In my prescient (albeit understated) post of January 31st, I suggested that there would be upwards of 32,000 cases and at least 1,600 deaths attributable to the novel coronavirus. Well, 45 days later, there are officially 198,000 cases and 7,965 deaths, which means the real numbers are MUCH higher. I underestimated the virulence of this bug, and whether it follows the sharp parabola or the long curve, it now seems there will be tens of millions of infections and hundreds of thousands of deaths worldwide. So no more zombie cheerleader jokes. Shit got real.

Here in New South Wales we are leading the 2019-nCoV charge for Australia, clearing out our nursing homes and aged-care facilities. While Oz may have 452 cases, only 27 have recovered so far, leaving the vast remainder requiring some degree of care. So our looming predicament, closely mirroring Italy’s quandry, is when to stop offering medical aid to people over the age of 65, or to people with comorbidities such as heart disease or diabetes? Because we only have so many ventilators, an illness that mostly kills you via acute respiratory distress syndrome means we’ll be standing by while our sick and elderly choke to death. My fellow Australians, are you ready for this?
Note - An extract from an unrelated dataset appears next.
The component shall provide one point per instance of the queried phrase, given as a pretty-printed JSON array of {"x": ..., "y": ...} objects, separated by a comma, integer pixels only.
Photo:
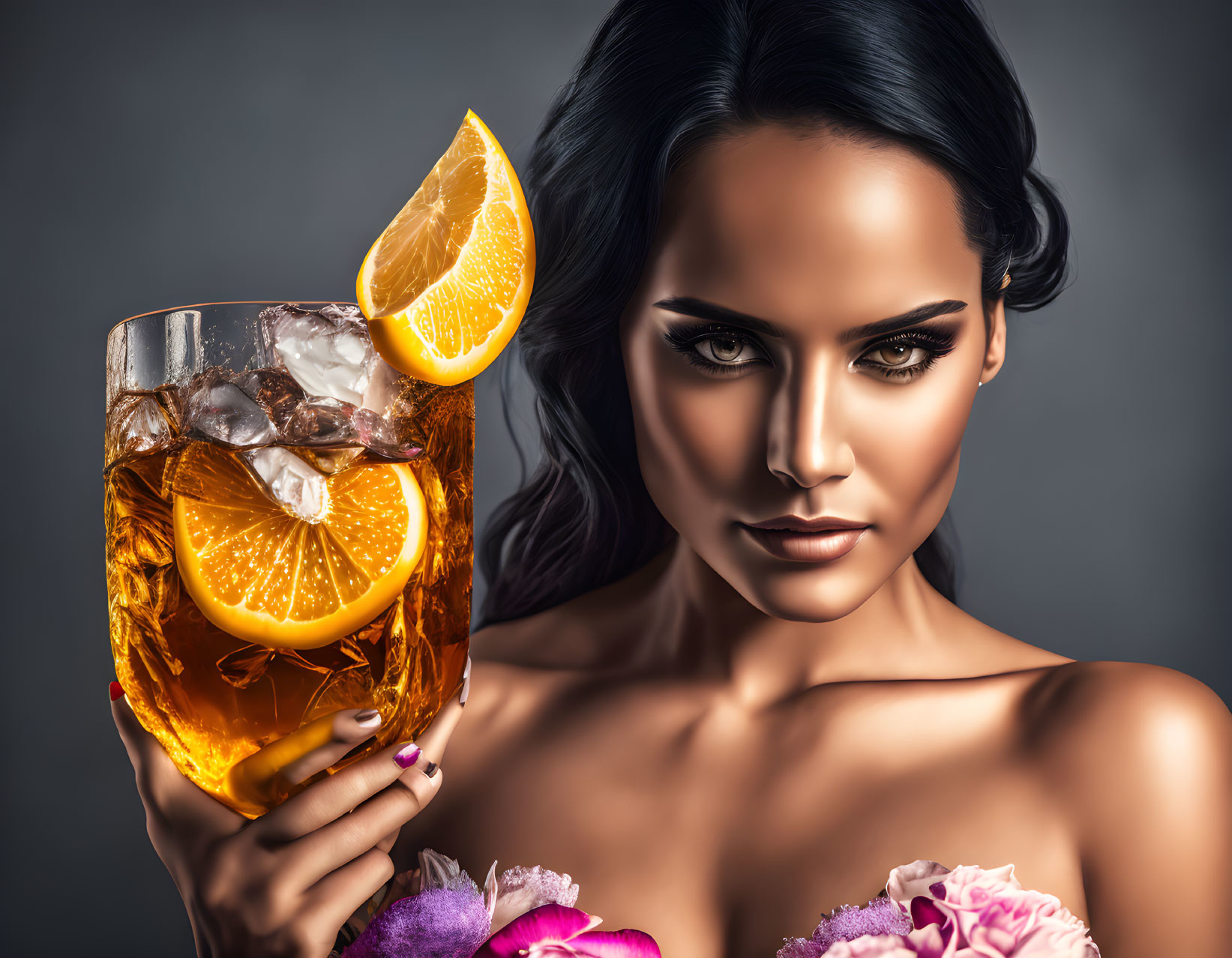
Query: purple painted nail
[{"x": 407, "y": 756}]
It’s in my nature to joke at other peoples’ expense in this blog. Today I won’t. Our Government has woken up, and they are scared. ScoMo faces the crushing reality that, like climate change, we may have missed the boat. Our fate may be worse than Italy. The lucky country? Don’t think so, mate. That myth was ground to ashes by Tony Abbott during the killing years. Conservative governments are always slow off the mark, but this one moves at a glacial pace at a time were every minute counts. But they’re not the only culprits: for the majority of Aussies, the single worst thing about the coronavirus is that the footy has been cancelled. Yes, an ungodly percentage of us are that dumb.

Unfortunately, I am among the unhappy minority who can’t work from home. We can’t protect ourselves from infection in any meaningful way, short of basic hand-washing and rudimentary PPE. Acknowledging the dangers, aren’t we entitled to more effective personal protective equipment? Apparently not, because she’ll be right mate, that’s why. I notice the contract cleaners haven’t upped their routines, nobody is cleaning doorhandles, we’re still hot-desking, sharing equipment, swapping partners, cohabiting vehicles and going toe-to-toe with the pestiliential public. Duty of care, what duty of care? Got to be some liability here.

Yes ScoMo, we should all be scared. A colleague of mine commented yesterday: “Forget coronavirus, I just contact with a bloke who has HIV, Hep-C and impetigo.” Add that to the shingles, cellulitis, staph, scabies, warts and herpes we risk from one errant bite, and I’m surprised any of us are still upright. But maybe the truth is that because we deal with the shambling undead every day, our radar is finely tuned to self-preservation. Our PPE, though basic, is working. Like I said to my wife twenty years ago, “Funny job. It’s the only place where you wash your hande before you go to the toilet.” Anyway, speak soon, unless I’m dead. At least all those masks we stockpiled during the bushfires won’t be wasted.